Tacito non ritenne poi che tali malanni fossero transitori ed episodici. Era convinto che la vecchia classe dirigente era scomparsa, senza possibilità di rinascita. E nessun rimedio era a portata di mano per regolare la successione. Gli avvenimen­ti del 69 non erano stati una eccezione e non poteva esclu­dersene la ripetizione. Si potevano prevedere altre sventu­re e bisognava preparare gli animi ad affrontarle con ras­segnazione. La sua avversione per Adriano può essere spie­gata con i sospetti cui aveva dato luogo la di lui ascensione al trono.
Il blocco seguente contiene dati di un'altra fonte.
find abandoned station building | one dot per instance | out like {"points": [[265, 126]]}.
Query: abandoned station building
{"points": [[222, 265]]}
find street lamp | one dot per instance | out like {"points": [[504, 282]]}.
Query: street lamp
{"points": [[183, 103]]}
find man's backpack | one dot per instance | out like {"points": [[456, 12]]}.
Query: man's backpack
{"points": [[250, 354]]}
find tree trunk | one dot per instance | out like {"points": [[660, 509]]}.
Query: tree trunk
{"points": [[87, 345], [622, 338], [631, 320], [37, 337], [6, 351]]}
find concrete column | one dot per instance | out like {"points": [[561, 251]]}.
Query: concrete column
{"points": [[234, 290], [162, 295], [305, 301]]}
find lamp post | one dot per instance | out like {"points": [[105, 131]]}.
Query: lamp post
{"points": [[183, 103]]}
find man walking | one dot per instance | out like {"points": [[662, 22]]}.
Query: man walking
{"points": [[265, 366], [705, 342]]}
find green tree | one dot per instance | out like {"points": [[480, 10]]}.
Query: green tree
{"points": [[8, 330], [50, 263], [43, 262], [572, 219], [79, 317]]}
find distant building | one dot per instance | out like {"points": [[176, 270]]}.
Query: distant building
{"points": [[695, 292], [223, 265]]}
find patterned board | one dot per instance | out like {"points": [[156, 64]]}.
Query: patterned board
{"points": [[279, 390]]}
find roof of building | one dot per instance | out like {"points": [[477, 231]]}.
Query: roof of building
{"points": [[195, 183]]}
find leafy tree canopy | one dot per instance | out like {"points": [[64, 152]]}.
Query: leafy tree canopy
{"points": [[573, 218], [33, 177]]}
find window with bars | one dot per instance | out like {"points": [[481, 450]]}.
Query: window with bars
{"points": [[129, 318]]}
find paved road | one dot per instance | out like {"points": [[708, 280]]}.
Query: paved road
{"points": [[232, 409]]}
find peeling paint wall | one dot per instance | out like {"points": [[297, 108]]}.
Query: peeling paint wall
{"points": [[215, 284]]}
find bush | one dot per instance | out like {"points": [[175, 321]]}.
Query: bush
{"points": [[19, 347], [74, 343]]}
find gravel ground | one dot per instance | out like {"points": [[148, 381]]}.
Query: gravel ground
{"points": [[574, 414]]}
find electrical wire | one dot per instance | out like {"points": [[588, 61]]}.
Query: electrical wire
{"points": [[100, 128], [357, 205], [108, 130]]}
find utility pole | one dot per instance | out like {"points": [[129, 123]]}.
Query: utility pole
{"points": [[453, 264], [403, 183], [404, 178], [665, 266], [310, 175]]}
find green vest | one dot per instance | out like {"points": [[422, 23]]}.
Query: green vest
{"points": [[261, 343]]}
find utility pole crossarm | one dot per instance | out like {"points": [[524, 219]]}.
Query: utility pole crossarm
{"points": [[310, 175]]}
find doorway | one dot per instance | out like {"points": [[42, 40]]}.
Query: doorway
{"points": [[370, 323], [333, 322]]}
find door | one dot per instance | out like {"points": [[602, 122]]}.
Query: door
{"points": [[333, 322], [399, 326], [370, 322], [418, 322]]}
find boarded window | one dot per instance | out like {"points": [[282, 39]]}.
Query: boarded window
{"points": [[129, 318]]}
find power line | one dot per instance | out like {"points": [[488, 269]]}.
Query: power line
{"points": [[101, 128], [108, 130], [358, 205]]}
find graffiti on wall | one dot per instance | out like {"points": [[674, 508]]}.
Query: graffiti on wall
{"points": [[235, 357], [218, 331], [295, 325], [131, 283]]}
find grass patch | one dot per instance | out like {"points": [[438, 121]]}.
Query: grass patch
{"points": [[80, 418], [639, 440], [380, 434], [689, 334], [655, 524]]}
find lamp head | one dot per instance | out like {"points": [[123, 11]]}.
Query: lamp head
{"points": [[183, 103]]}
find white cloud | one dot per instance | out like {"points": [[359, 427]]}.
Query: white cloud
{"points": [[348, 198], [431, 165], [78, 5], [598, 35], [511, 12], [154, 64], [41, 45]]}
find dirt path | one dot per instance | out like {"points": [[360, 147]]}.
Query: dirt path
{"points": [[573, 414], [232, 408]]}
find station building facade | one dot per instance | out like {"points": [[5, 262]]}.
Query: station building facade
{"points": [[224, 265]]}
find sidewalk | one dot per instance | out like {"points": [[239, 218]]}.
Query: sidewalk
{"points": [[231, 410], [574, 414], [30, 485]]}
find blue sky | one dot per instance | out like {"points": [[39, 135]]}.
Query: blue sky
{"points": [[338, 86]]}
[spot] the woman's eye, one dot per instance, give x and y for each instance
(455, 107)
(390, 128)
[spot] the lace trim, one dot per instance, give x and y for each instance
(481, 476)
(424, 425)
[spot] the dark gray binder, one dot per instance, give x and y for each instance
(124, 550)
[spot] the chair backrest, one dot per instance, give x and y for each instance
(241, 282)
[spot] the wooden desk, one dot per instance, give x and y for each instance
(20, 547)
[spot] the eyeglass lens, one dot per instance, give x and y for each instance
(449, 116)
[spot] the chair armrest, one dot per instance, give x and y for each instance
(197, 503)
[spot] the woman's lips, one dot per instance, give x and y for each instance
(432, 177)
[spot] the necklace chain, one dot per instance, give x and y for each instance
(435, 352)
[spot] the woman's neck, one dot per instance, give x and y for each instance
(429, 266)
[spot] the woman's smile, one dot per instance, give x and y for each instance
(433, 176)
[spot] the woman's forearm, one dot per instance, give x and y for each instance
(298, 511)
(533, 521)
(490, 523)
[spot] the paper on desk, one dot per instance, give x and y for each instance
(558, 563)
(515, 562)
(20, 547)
Traiano era morto in Cilicia, mentre era impe­gnato a reprimere una rivolta. Adriano aveva fatto credere di essere stato adottato da Traiano agonizzante, ma si hanno fondati motivi per du­bitare dell’esistenza o della va­lidità di tale adozione. Per di più Adriano si era precipitato subito a Roma per ottenere dal Senato la ratifica dell’ado­zione, cosa che il Senato s’era affrettato a concedere. E ciononostante Adriano, per ulte­riore cautela, aveva fatto ar­restare e giustiziare per un presunto complotto Avidius Nigrinus e tre altri personag­gi che erano stati generali di Traiano. Così agli inizi del suo principato Adriano aveva fat­to riapparire il terrorismo, co­me era apparso alla fine del principato di Domiziano. E Tacito poteva a ragione scrivere: « Gli antichi hanno pro­vato gli eccessi della libertà e noi, quando lo spionaggio ci impediva di parlare e di ascoltare, abbiamo provato gli eccessi della servitù ».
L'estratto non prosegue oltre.